Common Errors and Troubleshooting
When quartile functions fail, they typically return one of these errors:
| Error | Cause | Fix |
|---|---|---|
| #NUM! | Quart argument outside valid range | Use 0-4 for .INC, 1-3 for .EXC |
| #NUM! | Too few data points for .EXC | Need minimum 4 values; switch to .INC |
| #VALUE! | Non-numeric data in range | Clean data or use ISNUMBER to filter |
| #REF! | Invalid cell reference | Check that your range exists |
Handling empty cells:
Excel’s quartile functions ignore empty cells but not cells containing zero. If your data has blanks that represent missing values (not actual zeros), you’re fine. If blanks should be zeros, fill them first.
Handling text in numeric ranges:
' This will error if A2:A50 contains any text
=QUARTILE.INC(A2:A50, 1)
' Workaround using array formula (Ctrl+Shift+Enter in older Excel)

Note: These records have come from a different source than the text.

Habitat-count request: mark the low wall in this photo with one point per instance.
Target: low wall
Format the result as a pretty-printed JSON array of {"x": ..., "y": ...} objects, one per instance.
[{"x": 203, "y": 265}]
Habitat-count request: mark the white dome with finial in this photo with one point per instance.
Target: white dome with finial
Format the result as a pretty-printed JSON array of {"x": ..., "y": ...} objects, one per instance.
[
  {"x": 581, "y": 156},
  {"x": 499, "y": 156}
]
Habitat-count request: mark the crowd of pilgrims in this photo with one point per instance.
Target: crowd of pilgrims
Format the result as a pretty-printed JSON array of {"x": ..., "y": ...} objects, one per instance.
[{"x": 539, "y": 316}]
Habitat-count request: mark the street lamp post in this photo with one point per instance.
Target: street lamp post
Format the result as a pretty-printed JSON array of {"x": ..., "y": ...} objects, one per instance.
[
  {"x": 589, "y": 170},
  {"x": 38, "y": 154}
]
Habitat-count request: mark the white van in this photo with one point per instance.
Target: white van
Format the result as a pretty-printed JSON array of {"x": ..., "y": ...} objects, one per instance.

=QUARTILE.INC(IF(ISNUMBER(A2:A50), A2:A50), 1)
Dealing with ties:
Quartile functions handle duplicate values correctly. If multiple data points share the same value at a quartile boundary, the function still returns the correct interpolated result.
Best practice: Before running any quartile analysis, validate your data with:
=COUNT(A2:A50) ' Count of numeric values
=COUNTA(A2:A50) ' Count of non-empty cells
If these numbers differ, you have non-numeric data that needs cleaning.
Quartile calculations in Excel are straightforward once you understand which function to use and why. Start with QUARTILE.INC for most business applications, validate your data first, and use the IQR method for objective outlier detection. The box plot visualization ties everything together for stakeholder presentations.